Las madres se acurrucan en el fondo de los hogares, abrazadas
a sus hijos, no vayan a venir por el mayor, como ya, hace
unas noches, se llevaron al padre. Se estremecen detrás
de las ventanas las familias donde aun quedan hombres,
cuando los automóviles penetran por las calles,
desiertas y estrechas, arrastrándose como escarabajos
lentos y negros. Surgen siluetas de terror detrás
de las maderas de las casas cerradas a cal y canto.

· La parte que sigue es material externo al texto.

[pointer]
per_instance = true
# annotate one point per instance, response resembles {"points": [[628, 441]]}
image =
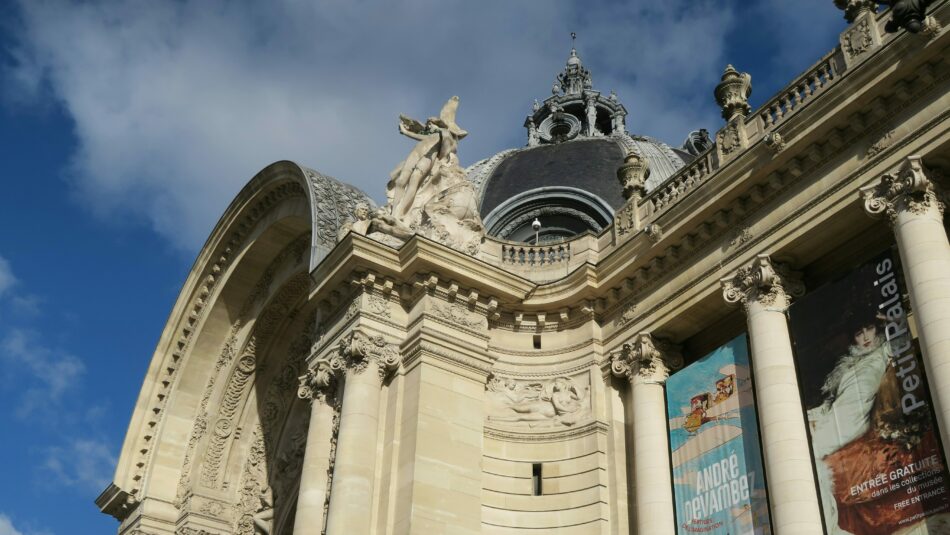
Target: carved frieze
{"points": [[549, 403], [456, 314], [224, 424], [774, 141]]}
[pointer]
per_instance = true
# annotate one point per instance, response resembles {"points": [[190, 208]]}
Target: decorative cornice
{"points": [[765, 282], [559, 435], [644, 360], [907, 189], [358, 349]]}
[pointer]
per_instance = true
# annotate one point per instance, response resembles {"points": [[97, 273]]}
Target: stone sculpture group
{"points": [[428, 193]]}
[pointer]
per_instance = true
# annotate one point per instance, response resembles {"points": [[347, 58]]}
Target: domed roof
{"points": [[566, 178], [563, 182]]}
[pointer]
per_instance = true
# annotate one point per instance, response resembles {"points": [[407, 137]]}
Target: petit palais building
{"points": [[593, 333]]}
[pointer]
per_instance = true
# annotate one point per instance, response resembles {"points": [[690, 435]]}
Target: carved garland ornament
{"points": [[645, 360], [858, 39], [358, 349], [908, 189], [321, 381], [763, 281]]}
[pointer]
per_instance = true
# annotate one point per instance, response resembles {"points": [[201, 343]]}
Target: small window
{"points": [[536, 479]]}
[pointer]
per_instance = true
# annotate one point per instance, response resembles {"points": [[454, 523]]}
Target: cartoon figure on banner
{"points": [[717, 464]]}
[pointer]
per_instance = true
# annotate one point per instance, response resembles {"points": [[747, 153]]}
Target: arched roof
{"points": [[275, 210]]}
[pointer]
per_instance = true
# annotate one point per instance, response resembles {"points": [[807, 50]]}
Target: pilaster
{"points": [[646, 364], [765, 289], [446, 365], [910, 200], [320, 385]]}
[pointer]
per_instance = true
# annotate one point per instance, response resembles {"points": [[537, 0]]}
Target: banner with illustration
{"points": [[714, 438], [877, 457]]}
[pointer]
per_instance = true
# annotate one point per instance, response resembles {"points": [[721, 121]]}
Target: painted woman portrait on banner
{"points": [[717, 460], [874, 440]]}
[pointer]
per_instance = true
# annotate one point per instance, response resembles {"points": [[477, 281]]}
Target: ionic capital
{"points": [[358, 349], [322, 379], [645, 360], [909, 188], [765, 282]]}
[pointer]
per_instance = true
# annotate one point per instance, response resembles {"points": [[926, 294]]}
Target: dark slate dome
{"points": [[565, 181], [570, 187]]}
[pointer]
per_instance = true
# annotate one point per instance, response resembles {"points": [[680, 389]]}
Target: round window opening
{"points": [[563, 213]]}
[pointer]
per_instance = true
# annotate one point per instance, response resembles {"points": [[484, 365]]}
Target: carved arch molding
{"points": [[224, 376]]}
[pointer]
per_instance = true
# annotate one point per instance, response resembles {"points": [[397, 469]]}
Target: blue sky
{"points": [[127, 127]]}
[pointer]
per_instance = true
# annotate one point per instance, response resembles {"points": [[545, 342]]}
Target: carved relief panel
{"points": [[553, 403]]}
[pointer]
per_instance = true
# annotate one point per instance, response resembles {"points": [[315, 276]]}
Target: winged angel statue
{"points": [[428, 193]]}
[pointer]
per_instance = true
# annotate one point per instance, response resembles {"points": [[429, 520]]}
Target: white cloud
{"points": [[6, 526], [177, 104], [7, 280], [50, 373], [83, 463]]}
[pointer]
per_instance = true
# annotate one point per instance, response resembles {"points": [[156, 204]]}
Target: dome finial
{"points": [[574, 59]]}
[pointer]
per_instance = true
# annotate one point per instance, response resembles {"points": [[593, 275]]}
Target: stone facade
{"points": [[307, 386]]}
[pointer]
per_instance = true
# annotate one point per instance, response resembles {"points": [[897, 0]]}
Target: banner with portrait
{"points": [[714, 439], [874, 440]]}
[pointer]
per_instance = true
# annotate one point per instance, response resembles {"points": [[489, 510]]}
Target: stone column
{"points": [[319, 386], [765, 288], [647, 367], [368, 361], [909, 199]]}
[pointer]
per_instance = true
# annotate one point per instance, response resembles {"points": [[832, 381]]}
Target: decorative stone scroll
{"points": [[645, 360], [768, 283], [321, 381], [633, 175], [358, 349], [557, 402], [909, 188]]}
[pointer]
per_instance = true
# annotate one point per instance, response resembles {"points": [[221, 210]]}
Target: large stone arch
{"points": [[253, 269]]}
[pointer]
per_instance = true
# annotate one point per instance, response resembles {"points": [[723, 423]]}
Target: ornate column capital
{"points": [[358, 349], [768, 283], [645, 360], [853, 8], [321, 380], [908, 188]]}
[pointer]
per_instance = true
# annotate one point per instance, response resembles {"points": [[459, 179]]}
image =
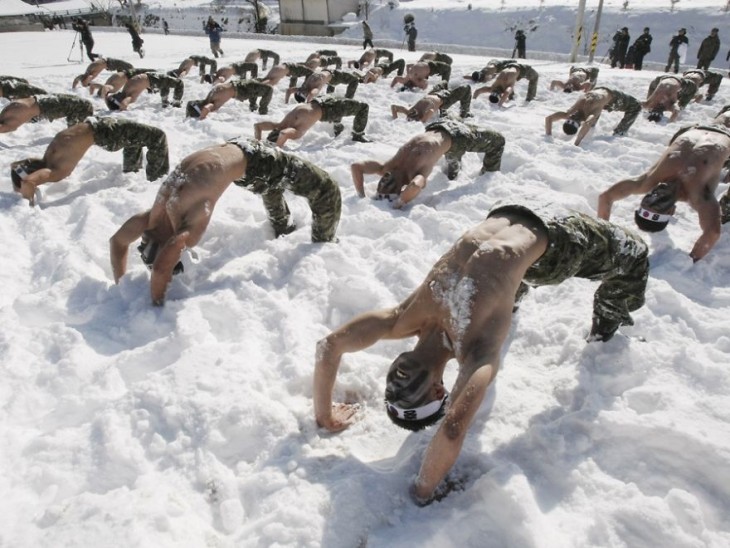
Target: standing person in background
{"points": [[708, 50], [620, 45], [82, 27], [214, 30], [674, 44], [520, 44], [642, 46], [367, 34], [411, 31], [136, 39]]}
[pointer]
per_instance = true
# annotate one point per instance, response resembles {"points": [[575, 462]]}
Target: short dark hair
{"points": [[416, 425]]}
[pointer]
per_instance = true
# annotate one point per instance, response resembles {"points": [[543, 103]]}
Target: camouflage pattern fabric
{"points": [[439, 68], [17, 89], [270, 171], [296, 71], [117, 65], [460, 94], [202, 61], [251, 90], [581, 246], [335, 108], [64, 105], [242, 69], [469, 138], [625, 103], [386, 53], [163, 83], [267, 54], [115, 133], [342, 77], [399, 65]]}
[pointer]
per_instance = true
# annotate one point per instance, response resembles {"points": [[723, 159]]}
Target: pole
{"points": [[578, 33], [594, 38]]}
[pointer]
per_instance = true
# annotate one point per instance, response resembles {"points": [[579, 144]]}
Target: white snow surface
{"points": [[122, 424]]}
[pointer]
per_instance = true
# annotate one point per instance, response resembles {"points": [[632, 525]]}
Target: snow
{"points": [[123, 424]]}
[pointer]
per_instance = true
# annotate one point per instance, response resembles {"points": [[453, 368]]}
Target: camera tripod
{"points": [[81, 49]]}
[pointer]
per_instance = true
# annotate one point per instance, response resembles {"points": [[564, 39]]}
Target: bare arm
{"points": [[709, 216], [360, 333]]}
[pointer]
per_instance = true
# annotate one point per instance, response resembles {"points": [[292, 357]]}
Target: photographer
{"points": [[411, 31], [82, 27]]}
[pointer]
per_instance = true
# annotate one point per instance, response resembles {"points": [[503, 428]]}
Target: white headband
{"points": [[416, 413], [652, 216]]}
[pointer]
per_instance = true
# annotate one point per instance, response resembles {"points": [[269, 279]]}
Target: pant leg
{"points": [[277, 211]]}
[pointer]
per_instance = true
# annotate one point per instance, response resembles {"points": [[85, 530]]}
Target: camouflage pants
{"points": [[581, 246], [439, 68], [115, 133], [251, 90], [335, 108], [117, 65], [341, 77], [242, 69], [270, 172], [460, 94], [267, 54], [629, 105], [296, 71], [400, 65], [17, 89], [469, 138], [202, 61], [383, 53], [164, 83], [64, 105]]}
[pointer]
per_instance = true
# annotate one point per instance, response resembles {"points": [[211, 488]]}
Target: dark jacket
{"points": [[642, 45], [709, 48]]}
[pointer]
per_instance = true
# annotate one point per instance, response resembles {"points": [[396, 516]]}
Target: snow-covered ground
{"points": [[191, 425]]}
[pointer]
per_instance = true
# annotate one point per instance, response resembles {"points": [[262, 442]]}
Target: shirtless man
{"points": [[579, 78], [152, 81], [586, 111], [404, 176], [241, 90], [184, 204], [44, 107], [463, 311], [302, 117], [687, 171], [495, 66], [417, 74], [67, 148], [199, 61], [96, 67], [670, 93], [437, 101], [503, 87]]}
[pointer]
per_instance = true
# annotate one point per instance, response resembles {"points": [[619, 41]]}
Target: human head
{"points": [[114, 101], [192, 109], [656, 208], [656, 114], [412, 400], [21, 169]]}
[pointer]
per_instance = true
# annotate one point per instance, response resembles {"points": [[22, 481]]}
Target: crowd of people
{"points": [[518, 245]]}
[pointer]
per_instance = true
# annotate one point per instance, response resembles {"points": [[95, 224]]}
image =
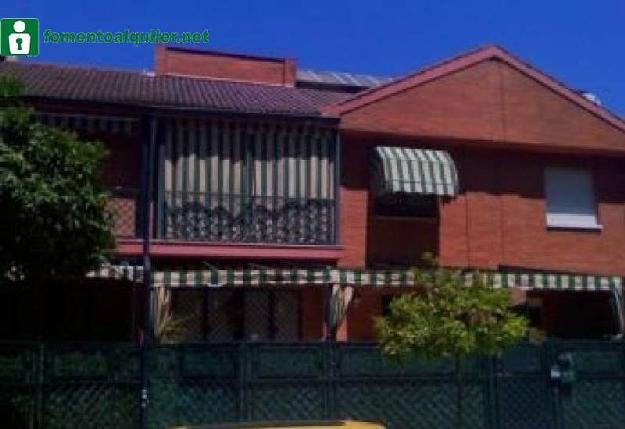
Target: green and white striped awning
{"points": [[417, 171], [258, 277], [350, 277]]}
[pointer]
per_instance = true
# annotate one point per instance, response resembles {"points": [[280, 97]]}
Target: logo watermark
{"points": [[126, 36], [19, 36]]}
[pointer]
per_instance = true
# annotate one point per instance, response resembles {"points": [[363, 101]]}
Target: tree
{"points": [[448, 318], [54, 221]]}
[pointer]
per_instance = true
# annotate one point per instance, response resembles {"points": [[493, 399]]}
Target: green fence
{"points": [[99, 386]]}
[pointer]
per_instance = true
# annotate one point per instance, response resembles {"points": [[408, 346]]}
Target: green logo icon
{"points": [[19, 36]]}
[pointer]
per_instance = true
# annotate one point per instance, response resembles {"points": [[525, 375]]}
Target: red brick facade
{"points": [[502, 129], [217, 65]]}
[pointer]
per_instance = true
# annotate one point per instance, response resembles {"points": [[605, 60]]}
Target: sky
{"points": [[581, 43]]}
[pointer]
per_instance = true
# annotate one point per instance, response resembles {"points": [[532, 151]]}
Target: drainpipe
{"points": [[147, 193], [337, 189]]}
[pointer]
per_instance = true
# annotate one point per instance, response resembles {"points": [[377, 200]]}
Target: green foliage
{"points": [[448, 318], [54, 216]]}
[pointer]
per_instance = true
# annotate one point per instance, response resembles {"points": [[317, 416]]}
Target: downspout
{"points": [[337, 189], [619, 307], [147, 193]]}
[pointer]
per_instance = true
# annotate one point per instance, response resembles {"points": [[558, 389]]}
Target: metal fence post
{"points": [[241, 382], [39, 373]]}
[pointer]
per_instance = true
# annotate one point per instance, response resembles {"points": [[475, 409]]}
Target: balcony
{"points": [[193, 216]]}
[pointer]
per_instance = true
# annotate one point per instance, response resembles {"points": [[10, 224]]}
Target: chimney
{"points": [[219, 65]]}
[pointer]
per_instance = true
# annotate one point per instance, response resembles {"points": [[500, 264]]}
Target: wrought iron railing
{"points": [[248, 219]]}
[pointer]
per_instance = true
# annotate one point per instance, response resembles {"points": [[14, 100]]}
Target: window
{"points": [[570, 198], [228, 315], [407, 205]]}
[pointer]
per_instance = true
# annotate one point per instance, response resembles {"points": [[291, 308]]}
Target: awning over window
{"points": [[351, 277], [417, 171]]}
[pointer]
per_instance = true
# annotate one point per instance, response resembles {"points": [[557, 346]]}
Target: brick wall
{"points": [[498, 219], [218, 65], [488, 102]]}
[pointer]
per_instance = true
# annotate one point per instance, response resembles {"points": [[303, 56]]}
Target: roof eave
{"points": [[148, 108]]}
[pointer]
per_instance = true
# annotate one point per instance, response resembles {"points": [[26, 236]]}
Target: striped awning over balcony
{"points": [[350, 277], [416, 171]]}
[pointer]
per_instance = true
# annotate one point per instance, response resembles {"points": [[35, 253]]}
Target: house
{"points": [[260, 201]]}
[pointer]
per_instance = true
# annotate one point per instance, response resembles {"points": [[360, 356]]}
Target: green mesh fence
{"points": [[98, 386]]}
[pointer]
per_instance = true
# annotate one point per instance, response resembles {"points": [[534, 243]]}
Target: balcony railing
{"points": [[244, 219]]}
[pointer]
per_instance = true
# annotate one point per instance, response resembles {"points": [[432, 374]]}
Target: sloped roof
{"points": [[461, 62], [332, 78], [136, 88]]}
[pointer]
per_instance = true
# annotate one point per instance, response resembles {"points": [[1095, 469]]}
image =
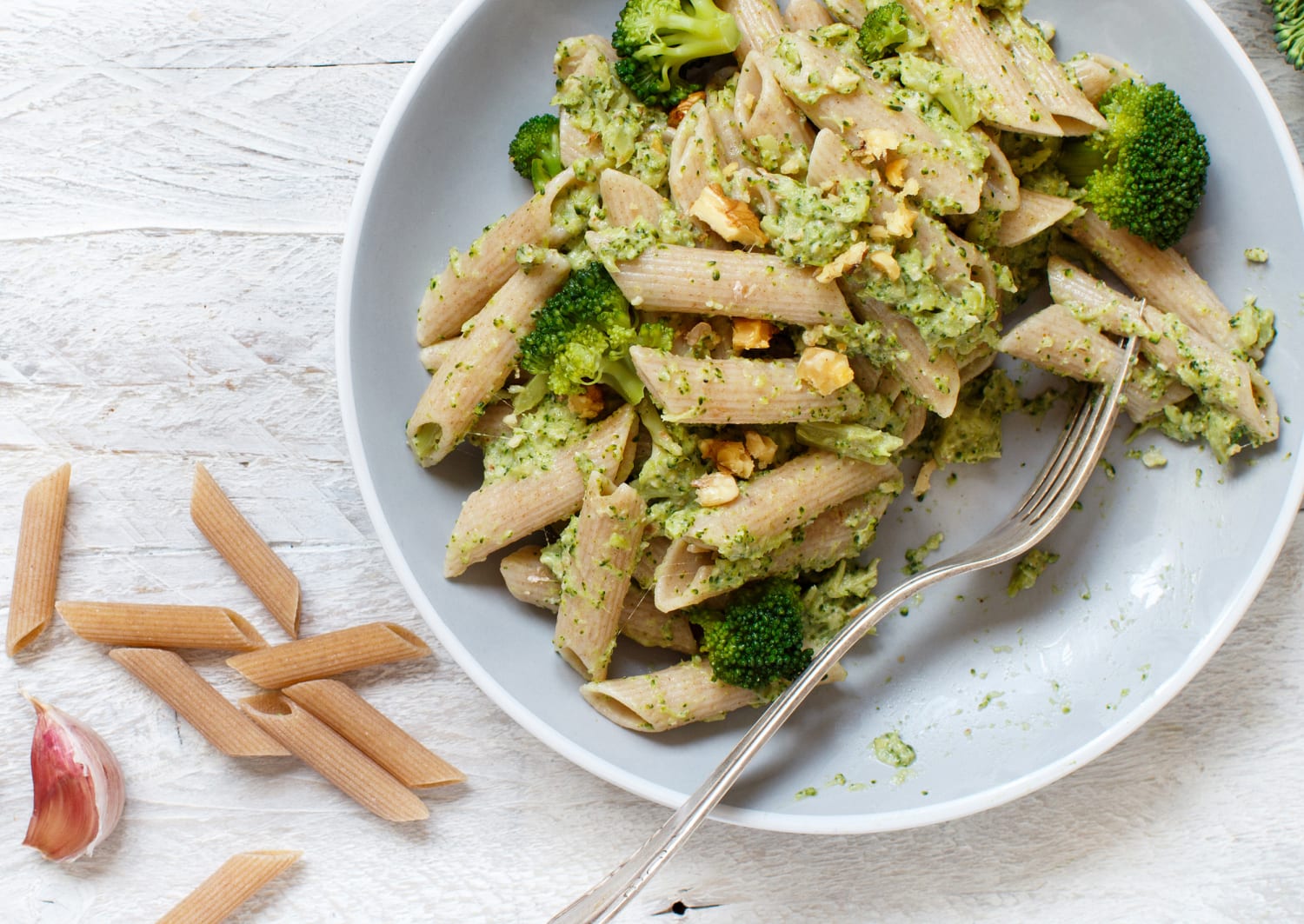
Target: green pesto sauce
{"points": [[892, 751]]}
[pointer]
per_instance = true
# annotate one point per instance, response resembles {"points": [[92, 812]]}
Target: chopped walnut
{"points": [[729, 218], [901, 222], [894, 171], [681, 111], [716, 489], [761, 448], [886, 263], [729, 455], [751, 334], [878, 143], [844, 263], [826, 370], [589, 403]]}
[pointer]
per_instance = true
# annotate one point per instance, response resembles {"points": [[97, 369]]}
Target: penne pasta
{"points": [[230, 887], [372, 733], [325, 751], [330, 653], [729, 283], [498, 514], [245, 551], [161, 626], [482, 362], [596, 575], [738, 391], [36, 571], [471, 279], [180, 686], [529, 582]]}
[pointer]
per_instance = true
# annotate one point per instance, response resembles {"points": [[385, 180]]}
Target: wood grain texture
{"points": [[175, 180]]}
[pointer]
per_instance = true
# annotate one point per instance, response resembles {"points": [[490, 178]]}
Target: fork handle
{"points": [[604, 901]]}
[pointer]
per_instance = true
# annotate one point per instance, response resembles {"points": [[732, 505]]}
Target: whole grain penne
{"points": [[372, 733], [329, 653], [789, 495], [729, 283], [482, 362], [1163, 278], [596, 575], [195, 700], [501, 512], [471, 279], [531, 582], [161, 626], [758, 23], [738, 391], [36, 571], [1035, 213], [964, 38], [690, 575], [245, 550], [328, 752], [230, 887]]}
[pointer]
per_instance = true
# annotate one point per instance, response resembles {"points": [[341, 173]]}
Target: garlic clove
{"points": [[77, 786]]}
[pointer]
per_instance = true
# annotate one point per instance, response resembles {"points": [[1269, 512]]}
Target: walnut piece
{"points": [[729, 218]]}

"¿Por quién vendrán esta noche?”
Eso es lo que el pavor pregunta adentro. ¡Y miran
a la calle! ¡Y se miran unos a otros, apretadas
las manos por el espanto, cuando ven que el automóvil
para delante de una puerta! Bajan unos hombres, enfrontan
el número de la casa, tocan resueltos en la puerta,
penetran, se oyen adentro voces fuertes, protestas de
hombres, llanto de esposas, sollozos de madres, silencios
atragantados, y vuelven a la calle los hombres con uno
o dos entre ellos, y se aleja con todos el auto en la
sombra, dejando atrás un silencio amargo y una
desolación infinita. “Ha sido en la casa
de Fulano. Se llevaron al padre y al hijo", comenta
la mujer de la otra casa, con la voz baja, después
de soplar la luz al sentir el paso del automóvil.
No responde el hombre que antes dejó la cama, temeroso,
y ahora anda a tientas por la sombra de los pasillos.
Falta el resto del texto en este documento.